The idea that we can arm and shoot our way to safety and security is absurd. It turns the entire notion of civil society on its head, making it at best a case where we’re perpetually on the verge of the-war-of-all-against-all. It goes beyond reasonable self-interest to a hyper-individualism that lashes out furiously against any perceived slight. Toss in religion, culture of honor, refusal to compromise in the name of civility, tolerate diversity, etc. … then add guns as easily obtainable as toys … and you get yesterday, where the violence in San Bernardino was the worst, but not the only mass shooting.

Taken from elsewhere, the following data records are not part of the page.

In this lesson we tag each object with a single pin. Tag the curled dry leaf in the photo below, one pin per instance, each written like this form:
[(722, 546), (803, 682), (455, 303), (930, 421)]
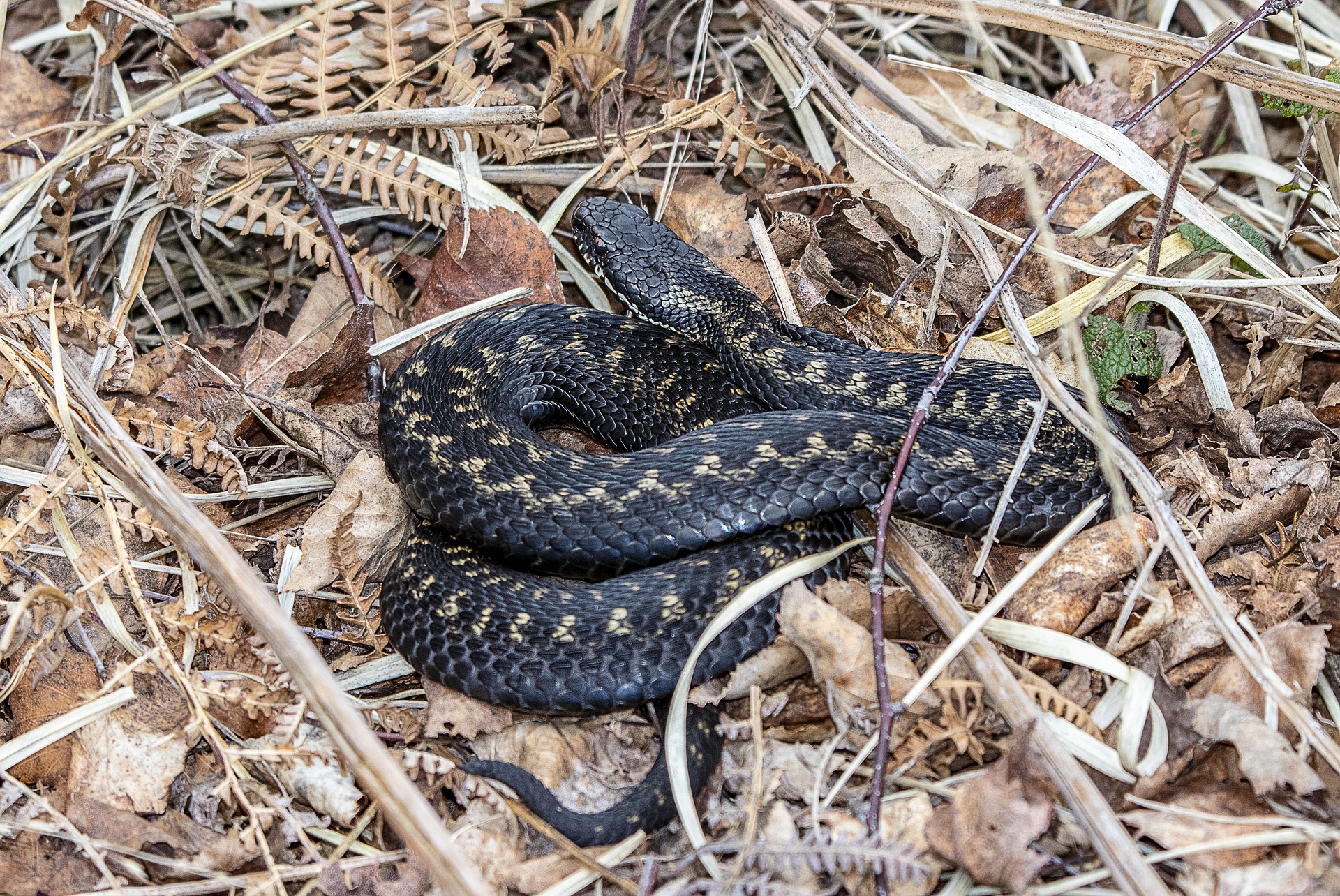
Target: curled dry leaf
[(504, 251), (789, 769), (1265, 757), (1174, 829), (131, 757), (586, 763), (454, 713), (313, 772), (366, 492), (51, 685), (840, 654), (1069, 585), (989, 827)]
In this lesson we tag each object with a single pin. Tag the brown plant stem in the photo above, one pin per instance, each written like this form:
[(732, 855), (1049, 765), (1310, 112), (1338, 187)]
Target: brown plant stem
[(164, 27), (877, 579), (1129, 39)]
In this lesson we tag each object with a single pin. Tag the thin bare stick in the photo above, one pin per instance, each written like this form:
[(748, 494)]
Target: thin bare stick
[(164, 27), (868, 75), (1130, 39), (451, 117), (1076, 788), (877, 578), (775, 274)]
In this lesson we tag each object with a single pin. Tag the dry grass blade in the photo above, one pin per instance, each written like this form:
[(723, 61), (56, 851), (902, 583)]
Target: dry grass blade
[(1129, 39), (1015, 705), (405, 808)]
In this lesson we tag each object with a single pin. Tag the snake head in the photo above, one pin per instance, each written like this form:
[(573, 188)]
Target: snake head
[(655, 274)]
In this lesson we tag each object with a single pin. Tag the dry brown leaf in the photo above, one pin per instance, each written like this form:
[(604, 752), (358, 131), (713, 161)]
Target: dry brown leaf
[(378, 516), (505, 251), (1057, 157), (1296, 654), (170, 833), (1328, 406), (1193, 631), (586, 763), (34, 865), (955, 170), (313, 772), (454, 713), (46, 693), (840, 654), (989, 827), (708, 218), (1174, 829), (1069, 585), (904, 821), (185, 438), (409, 879), (1274, 878), (31, 100), (1265, 757)]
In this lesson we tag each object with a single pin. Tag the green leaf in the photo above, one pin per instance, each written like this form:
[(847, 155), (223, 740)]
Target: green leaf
[(1115, 351), (1204, 243)]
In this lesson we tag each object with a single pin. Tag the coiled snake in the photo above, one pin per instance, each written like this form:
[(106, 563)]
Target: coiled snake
[(740, 444)]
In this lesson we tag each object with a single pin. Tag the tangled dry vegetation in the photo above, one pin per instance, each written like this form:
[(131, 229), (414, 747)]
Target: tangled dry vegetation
[(165, 734)]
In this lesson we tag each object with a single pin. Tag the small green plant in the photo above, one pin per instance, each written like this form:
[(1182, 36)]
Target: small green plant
[(1292, 107), (1121, 350), (1204, 243)]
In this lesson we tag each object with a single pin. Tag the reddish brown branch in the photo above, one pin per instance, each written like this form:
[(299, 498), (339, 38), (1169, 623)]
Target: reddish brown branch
[(311, 195), (877, 579)]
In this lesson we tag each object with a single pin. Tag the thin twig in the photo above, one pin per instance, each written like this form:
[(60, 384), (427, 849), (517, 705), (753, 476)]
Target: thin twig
[(877, 578), (164, 27), (447, 117), (1161, 227)]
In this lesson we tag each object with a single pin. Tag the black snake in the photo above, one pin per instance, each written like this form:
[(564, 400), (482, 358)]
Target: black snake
[(740, 444)]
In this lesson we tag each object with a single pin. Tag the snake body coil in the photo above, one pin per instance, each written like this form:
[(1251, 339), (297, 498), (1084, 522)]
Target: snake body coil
[(740, 444)]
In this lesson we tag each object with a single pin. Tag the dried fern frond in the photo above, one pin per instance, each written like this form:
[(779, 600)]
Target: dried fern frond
[(140, 521), (451, 22), (740, 130), (1054, 702), (185, 438), (322, 77), (64, 265), (250, 204), (413, 195), (183, 163), (253, 698), (493, 38), (586, 58), (84, 326), (390, 45), (269, 80)]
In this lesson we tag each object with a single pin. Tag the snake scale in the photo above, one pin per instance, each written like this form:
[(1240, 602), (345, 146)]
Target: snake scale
[(559, 581)]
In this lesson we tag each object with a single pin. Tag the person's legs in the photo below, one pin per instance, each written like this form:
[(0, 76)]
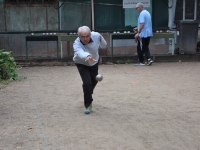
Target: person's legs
[(87, 83), (93, 74), (145, 49)]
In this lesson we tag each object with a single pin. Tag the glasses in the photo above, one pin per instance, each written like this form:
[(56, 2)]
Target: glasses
[(85, 37)]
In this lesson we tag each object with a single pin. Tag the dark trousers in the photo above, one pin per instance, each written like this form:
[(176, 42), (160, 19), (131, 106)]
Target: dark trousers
[(145, 49), (88, 75)]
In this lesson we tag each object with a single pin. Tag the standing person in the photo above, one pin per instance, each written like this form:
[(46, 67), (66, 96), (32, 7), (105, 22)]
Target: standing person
[(144, 32), (86, 58)]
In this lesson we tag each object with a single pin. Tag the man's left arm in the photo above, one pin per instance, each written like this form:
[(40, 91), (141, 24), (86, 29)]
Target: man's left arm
[(102, 42)]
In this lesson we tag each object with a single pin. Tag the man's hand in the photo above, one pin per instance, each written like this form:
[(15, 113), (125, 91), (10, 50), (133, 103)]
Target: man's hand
[(90, 58), (135, 29)]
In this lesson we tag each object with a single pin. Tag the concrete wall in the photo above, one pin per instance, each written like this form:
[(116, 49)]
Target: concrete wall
[(23, 18)]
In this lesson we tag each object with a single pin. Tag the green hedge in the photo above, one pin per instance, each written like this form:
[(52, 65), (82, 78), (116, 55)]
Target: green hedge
[(7, 66)]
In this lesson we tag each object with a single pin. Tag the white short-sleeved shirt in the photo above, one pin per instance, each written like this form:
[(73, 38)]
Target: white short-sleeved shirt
[(145, 17), (81, 51)]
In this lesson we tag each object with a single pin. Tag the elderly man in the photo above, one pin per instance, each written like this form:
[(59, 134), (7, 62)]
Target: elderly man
[(86, 58), (144, 32)]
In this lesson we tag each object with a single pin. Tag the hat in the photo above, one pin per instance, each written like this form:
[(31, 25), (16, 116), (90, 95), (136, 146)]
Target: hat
[(139, 5)]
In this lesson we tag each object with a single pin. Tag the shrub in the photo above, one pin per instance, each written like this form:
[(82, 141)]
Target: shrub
[(7, 66)]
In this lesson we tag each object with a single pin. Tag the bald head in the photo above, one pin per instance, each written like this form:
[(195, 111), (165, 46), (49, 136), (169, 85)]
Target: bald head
[(84, 29), (139, 5)]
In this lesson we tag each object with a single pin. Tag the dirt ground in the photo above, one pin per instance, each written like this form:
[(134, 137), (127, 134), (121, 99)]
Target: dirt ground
[(135, 108)]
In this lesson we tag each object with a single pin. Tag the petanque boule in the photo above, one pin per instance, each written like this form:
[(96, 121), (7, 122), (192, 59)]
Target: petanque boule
[(99, 77)]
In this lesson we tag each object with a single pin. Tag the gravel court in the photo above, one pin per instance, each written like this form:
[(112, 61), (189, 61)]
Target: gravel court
[(135, 108)]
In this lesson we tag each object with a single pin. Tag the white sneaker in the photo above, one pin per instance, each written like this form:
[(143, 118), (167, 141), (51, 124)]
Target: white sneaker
[(139, 64), (150, 61)]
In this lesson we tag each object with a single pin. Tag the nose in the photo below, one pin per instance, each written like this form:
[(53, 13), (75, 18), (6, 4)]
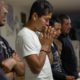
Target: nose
[(47, 23)]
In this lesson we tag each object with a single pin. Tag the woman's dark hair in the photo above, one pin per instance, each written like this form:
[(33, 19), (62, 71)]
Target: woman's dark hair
[(54, 19), (62, 17), (41, 7)]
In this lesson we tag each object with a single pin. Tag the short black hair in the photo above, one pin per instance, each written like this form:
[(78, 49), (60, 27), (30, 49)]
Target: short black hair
[(41, 7), (54, 19), (62, 17)]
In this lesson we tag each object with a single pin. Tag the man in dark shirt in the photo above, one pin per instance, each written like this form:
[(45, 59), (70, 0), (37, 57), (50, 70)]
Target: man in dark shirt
[(10, 62), (56, 47), (68, 58)]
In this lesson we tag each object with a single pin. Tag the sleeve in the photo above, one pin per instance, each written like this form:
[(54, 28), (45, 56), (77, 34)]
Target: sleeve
[(58, 75), (29, 46)]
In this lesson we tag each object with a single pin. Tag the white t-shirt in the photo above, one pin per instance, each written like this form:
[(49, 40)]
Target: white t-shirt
[(27, 43)]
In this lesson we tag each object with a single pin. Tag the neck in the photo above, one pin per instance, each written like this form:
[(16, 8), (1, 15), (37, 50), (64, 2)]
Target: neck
[(30, 25)]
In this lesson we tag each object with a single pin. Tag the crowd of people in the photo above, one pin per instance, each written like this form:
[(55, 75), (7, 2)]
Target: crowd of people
[(43, 47)]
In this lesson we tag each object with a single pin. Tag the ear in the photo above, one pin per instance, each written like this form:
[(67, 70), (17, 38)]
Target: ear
[(34, 16)]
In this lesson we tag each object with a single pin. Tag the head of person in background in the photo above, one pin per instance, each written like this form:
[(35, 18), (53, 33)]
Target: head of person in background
[(40, 14), (3, 13), (65, 23), (56, 24)]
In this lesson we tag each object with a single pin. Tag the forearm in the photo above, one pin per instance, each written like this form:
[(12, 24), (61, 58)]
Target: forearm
[(19, 68), (37, 64)]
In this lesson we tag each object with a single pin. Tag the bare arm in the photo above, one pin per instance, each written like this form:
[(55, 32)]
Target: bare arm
[(36, 62), (19, 67)]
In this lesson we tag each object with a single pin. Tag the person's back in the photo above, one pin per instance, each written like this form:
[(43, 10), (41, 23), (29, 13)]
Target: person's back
[(68, 57), (30, 47)]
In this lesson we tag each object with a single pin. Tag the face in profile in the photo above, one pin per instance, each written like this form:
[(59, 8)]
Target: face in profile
[(66, 26), (3, 13), (57, 28), (42, 21)]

And then there will be the inevitably demagoguery from the usual suspects, who’ll insist this can all be taken care of by a war, or a wall, or by “bombing the shit out” of whoever … once they’re voted into office. Because that’s obviously worked out so well over the last decade and a half…
We’ve now got a generation of young adults for whom war overseas and mass shootings at home is…normal.
Damn.
“An armed society is a polite society?”
Those who wish to live by that motto are invited to move to the Libertarian Paradise of Somalia (lots of guns! no regulation! no taxes!). We’ll even kick in for (one way) airfare.

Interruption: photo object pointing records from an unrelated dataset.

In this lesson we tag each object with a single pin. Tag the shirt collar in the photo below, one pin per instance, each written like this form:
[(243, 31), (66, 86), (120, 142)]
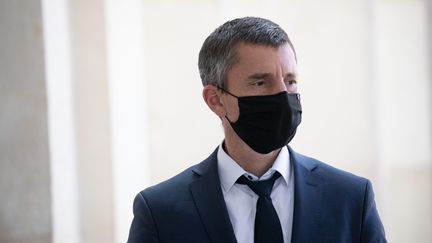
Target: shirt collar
[(230, 171)]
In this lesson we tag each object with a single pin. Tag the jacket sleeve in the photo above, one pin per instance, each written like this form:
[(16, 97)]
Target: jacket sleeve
[(372, 228), (143, 228)]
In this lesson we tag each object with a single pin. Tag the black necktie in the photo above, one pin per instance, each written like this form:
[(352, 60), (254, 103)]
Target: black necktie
[(267, 224)]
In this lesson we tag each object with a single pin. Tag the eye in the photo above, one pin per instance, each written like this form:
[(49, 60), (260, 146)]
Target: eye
[(291, 82), (259, 83)]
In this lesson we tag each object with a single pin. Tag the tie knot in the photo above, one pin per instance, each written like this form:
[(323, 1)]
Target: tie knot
[(261, 188)]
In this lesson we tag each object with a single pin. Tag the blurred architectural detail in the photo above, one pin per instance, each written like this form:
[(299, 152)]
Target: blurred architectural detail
[(25, 196), (100, 99)]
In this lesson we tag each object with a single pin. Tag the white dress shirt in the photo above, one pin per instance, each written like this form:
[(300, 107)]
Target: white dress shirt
[(241, 200)]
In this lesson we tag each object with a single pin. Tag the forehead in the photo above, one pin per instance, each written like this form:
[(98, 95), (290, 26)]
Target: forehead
[(253, 58)]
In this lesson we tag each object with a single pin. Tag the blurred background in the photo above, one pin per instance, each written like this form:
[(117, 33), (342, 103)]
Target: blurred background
[(102, 98)]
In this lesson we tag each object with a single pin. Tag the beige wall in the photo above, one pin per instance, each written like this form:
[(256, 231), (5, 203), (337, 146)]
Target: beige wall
[(25, 200), (132, 112)]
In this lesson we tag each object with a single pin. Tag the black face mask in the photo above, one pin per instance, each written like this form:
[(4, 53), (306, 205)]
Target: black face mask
[(269, 122)]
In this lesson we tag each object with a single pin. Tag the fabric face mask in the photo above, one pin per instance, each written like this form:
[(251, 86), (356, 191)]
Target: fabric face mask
[(269, 122)]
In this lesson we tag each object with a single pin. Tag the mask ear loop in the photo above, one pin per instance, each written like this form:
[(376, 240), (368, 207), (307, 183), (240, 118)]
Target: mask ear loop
[(217, 86)]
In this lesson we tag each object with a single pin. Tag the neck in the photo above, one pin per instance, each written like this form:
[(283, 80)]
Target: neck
[(251, 161)]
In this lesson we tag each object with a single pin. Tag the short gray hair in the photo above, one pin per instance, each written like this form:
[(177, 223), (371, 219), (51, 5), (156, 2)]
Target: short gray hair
[(217, 54)]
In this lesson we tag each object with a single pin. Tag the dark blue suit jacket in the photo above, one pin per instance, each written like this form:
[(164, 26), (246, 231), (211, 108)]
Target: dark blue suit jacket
[(330, 205)]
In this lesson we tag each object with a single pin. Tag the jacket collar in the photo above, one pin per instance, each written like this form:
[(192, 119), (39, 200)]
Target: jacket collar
[(307, 198), (207, 194), (208, 198)]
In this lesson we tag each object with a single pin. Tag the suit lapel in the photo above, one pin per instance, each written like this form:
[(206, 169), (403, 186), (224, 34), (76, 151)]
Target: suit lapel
[(207, 194), (307, 199)]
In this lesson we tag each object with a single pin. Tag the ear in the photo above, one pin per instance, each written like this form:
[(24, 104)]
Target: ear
[(211, 96)]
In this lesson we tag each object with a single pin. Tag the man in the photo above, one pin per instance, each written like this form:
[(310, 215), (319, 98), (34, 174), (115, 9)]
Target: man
[(254, 187)]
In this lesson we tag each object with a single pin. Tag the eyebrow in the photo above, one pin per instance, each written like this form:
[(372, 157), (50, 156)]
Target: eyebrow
[(257, 76)]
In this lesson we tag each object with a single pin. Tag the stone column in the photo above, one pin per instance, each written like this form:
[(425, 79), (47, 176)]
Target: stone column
[(25, 201)]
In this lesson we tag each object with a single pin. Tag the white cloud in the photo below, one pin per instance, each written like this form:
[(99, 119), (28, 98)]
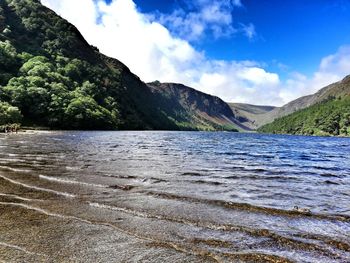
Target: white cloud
[(332, 68), (199, 18), (151, 51)]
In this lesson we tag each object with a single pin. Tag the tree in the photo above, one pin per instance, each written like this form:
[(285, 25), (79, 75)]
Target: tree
[(9, 114)]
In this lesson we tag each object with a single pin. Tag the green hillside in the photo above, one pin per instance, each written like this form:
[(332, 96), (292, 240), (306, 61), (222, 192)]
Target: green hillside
[(326, 118), (50, 76)]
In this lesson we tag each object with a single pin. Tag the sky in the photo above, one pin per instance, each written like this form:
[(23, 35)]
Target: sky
[(265, 52)]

To your point–it was just last week that a guy went into a Waffle House in Biloxi, MS, apparently lit up a cigarette and was told the establishment was non-smoking. After a brief argument with the waitress, he pulled out a handgun and shot her in the head, killing her.
That, seemingly, is the “freedom” that the NRA is selling–no one tells you what to do when you’ve got the firepower necessary to back them down. Their model is some Hollywood version of the Old West, and they sell it with vigor (recall that it was an old flintlock that Charlton Heston brandished at one NRA national convention while repeating that absurd dictum about “cold dead hands” which always seems to get the crowd on its feet cheering, but, in fact, in civilized society, looks a lot more like a cultish death wish). And yet, the weapons of today are inspired by the modern military and are of considerable destructive power.
The NRA has been very successful at getting the public, legislators and judges to accept their truncated version of the 2nd Amendment, and no small amount of money has greased the skids, money that the gun control crowd just doesn’t have and therefore can’t compete for the attention of legislators. The 2nd Amendment, though, still exists as written, and regulation of firearms is built into its language, so a legislator’s failure to acknowledge and act on that is effectively a failure of will.
As with so many other arenas of political life today, we’re going to need better legislators to tackle the problem of gun proliferation increasing the incidence of gun violence. And we’re going to need more public opprobrium of and suspicion toward gun nuts. At some point, they are going to have to relearn that the second clause of the 2nd Amendment is dependent upon the first, and that their interests as individuals is not the focus of the 2nd Amendment.
“Their model is some Hollywood version of the Old West” — yep. Which never existed, except in the movies, or in the child-like (if you prefer, childish) imaginations of those who insist their gun is their security…in much the same way a child clings to a favorite toy.
The real world is a much bigger and much more complicated place. But to insist that everyone has to carry around a goddamned firearm, well…it’s like what I said: on the highways, we’re all essentially “armed” in the sense that 2000 pound hunks of metal are more than capable of lethal force…but that sure as hell doesn’t stop people from doing deadly foolish things in them…emphasis on deadly.